I receive a grant of £13,500 each year for 3 years. I also received a further £300 each year for study trips. I have had full use of the facilities at the University, the support of great staff, and interaction with the students across a number of courses at both MA and BA level. I have to teach a minimum of 6 hours per week as part of my PhD. It has also allowed to focus on my work for 3 years. My PhD is practice based, so my research is drawn from my own work and this informs my research, so it has been an incredibly productive period in terms of output, but also in terms of developing ideas through research.
What attracted you to studying towards a PhD initially?
I had recently gone back into education as an opportunity to shake up my practice. My career was badly affected by the crash in 2008. I lost my collectors, representation, and opportunities to exhibit. I did a Masters to open up new ways of working. After 2 years on the Masters, I felt there was a lot more I could achieve through continuing with my education, so I applied to do a PhD.
On retrospect, do you think the doctorate has enhanced your practice/career?
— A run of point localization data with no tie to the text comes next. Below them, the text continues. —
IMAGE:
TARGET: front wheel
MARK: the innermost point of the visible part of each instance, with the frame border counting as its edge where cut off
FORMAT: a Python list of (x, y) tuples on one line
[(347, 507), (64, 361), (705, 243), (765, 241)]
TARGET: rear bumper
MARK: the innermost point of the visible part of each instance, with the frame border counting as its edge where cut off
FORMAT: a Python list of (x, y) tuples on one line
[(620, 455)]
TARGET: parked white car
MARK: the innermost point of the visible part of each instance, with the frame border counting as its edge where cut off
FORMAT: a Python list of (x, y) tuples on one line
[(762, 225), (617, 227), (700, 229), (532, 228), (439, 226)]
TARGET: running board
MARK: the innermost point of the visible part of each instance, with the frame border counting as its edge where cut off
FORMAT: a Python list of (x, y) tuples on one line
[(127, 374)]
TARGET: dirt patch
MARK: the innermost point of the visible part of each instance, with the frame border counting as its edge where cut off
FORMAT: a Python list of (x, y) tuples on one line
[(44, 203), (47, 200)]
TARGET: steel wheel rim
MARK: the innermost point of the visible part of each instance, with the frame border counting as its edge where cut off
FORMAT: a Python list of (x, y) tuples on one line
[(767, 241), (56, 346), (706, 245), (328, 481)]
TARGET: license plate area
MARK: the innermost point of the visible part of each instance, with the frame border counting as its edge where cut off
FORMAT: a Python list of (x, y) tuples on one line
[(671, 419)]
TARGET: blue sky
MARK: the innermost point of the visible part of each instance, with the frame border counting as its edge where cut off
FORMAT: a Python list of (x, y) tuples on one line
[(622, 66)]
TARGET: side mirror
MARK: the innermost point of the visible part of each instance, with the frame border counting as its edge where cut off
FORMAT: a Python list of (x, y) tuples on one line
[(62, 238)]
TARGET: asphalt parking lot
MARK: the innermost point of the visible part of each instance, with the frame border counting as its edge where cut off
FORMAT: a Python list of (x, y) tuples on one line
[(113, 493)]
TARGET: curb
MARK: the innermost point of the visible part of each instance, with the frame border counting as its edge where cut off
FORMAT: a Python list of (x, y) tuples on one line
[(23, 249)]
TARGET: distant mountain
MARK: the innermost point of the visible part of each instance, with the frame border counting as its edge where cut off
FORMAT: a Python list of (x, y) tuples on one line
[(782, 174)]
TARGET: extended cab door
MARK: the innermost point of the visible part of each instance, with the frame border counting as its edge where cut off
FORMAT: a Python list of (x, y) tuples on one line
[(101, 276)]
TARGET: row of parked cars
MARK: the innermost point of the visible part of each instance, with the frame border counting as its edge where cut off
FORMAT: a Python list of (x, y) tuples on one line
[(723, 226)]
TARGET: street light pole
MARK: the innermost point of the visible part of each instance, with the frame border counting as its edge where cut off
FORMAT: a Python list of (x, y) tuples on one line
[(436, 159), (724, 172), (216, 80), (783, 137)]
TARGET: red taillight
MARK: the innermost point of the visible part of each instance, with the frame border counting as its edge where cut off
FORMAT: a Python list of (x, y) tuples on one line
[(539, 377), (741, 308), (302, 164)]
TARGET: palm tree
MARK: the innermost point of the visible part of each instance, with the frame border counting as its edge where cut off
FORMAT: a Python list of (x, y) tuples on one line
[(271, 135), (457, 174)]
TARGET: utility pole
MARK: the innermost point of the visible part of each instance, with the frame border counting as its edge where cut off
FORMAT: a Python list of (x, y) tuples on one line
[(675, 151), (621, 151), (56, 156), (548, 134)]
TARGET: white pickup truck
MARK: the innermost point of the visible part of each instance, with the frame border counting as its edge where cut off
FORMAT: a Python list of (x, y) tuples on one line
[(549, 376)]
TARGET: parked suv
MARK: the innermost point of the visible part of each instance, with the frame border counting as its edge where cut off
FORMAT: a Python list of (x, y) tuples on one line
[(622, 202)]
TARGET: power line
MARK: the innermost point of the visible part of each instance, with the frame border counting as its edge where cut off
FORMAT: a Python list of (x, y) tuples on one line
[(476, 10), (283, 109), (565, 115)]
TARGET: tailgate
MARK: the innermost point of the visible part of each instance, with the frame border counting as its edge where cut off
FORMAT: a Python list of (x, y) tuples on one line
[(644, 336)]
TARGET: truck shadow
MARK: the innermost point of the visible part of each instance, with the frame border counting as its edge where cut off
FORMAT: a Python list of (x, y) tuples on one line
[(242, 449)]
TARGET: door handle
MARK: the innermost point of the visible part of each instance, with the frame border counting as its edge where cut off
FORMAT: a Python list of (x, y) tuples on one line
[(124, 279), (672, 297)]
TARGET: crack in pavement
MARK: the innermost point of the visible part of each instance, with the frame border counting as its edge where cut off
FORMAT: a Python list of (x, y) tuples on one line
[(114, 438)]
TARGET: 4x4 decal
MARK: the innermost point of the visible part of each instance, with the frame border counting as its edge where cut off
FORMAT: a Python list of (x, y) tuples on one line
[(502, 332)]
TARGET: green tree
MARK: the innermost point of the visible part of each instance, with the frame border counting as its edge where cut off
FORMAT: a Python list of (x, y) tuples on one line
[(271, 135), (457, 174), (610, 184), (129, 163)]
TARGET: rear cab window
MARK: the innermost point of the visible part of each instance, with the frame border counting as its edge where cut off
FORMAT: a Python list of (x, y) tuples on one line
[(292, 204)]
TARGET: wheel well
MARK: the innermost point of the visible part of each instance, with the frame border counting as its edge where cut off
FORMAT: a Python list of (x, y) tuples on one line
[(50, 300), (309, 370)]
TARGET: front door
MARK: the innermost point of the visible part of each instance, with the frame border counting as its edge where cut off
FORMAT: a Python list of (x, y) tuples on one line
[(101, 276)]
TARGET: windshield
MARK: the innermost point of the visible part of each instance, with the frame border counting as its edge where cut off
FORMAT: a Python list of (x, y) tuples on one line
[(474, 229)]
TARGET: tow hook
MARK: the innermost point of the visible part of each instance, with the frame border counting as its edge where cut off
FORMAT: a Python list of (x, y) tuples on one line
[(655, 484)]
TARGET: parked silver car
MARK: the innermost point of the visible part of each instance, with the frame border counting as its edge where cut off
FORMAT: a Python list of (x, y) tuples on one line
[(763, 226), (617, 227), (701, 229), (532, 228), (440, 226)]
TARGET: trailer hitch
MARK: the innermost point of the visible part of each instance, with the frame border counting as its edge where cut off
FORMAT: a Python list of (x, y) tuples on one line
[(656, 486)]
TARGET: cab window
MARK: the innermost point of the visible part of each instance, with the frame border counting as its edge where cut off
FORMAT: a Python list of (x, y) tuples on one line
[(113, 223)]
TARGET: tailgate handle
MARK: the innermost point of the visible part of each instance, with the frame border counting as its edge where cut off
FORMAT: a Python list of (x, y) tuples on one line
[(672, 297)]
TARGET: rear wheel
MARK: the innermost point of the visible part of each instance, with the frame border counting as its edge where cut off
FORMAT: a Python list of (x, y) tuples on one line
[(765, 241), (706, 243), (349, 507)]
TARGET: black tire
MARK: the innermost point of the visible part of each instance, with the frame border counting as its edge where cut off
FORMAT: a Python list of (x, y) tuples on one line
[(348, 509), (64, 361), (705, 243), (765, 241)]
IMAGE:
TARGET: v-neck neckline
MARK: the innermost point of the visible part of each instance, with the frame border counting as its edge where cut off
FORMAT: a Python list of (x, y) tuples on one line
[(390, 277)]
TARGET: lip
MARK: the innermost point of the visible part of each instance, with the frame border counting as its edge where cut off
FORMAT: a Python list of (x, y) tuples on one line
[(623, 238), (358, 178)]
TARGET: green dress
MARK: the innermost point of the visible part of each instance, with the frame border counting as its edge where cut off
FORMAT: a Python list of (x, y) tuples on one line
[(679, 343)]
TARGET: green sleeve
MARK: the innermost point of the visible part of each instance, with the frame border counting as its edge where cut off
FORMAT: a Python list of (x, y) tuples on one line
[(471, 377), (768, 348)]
If so, how? If not, how so?
Yes. The written and research aspects of the PhD has enhanced my practical work providing reasons to explore my ideas through other means. In order to answer the questions posed by the research, I have explored creative outlets that I would not have done or thought of previously. This is also due to the University environment, and what I have learnt from the students, staff, and the courses I have taught on.
Do you see differences between artists practice in ideas, content and form that are engaged in academic research (such as PhD) and those who work outside the academic environment post BA/MA education?
Not especially. I think any good artist will have a strong and well researched rationale for making a particular body of work. The PhD is more an opportunity to get this down in a more structured way and expand upon the research. You would go much further with a PhD, and expand into other areas, but as I have found, this creates new outlets to explore. I have found the process creative and inspiring, and I think the work I have made during the PhD has been my strongest to date, and this can be evidenced in the opportunities I have had to exhibit the work.
Would you ever consider that studying towards a PhD is a sign that you are struggling as an artist outside of education?
If you mean struggling financially, then to some extent this is true. The PhD has offered me financial stability which is a good environment to making work. I can focus on the work and not worry about having to take on other jobs that diminishes my time in the studio. An artist would not do a PhD to advance their career in the art world. It wouldn't help you get representation with a top gallery. The PhD isn't judged on the quality of the artwork, just on the ability of the artwork to be used as a methodology to answer an academic question. It is not a badge of artistic quality, as that is too subjective for a PhD.
David Hancock graduated from Manchester Metropolitan University in 1996 and has been exhibiting widely since. He has appeared in a number of prominent exhibitions such as the John Moores 21, Young Masters and the BP Portrait Prize. He has had solo and group shows across the UK and Europe as well as New York, Los Angeles, Shanghai and Hong Kong. He is currently undertaking a PhD at University of Salford. Hancock currently has a solo exhibition 'Cosplay' at Wolverhampton Art Gallery, which runs until 1st June 2013.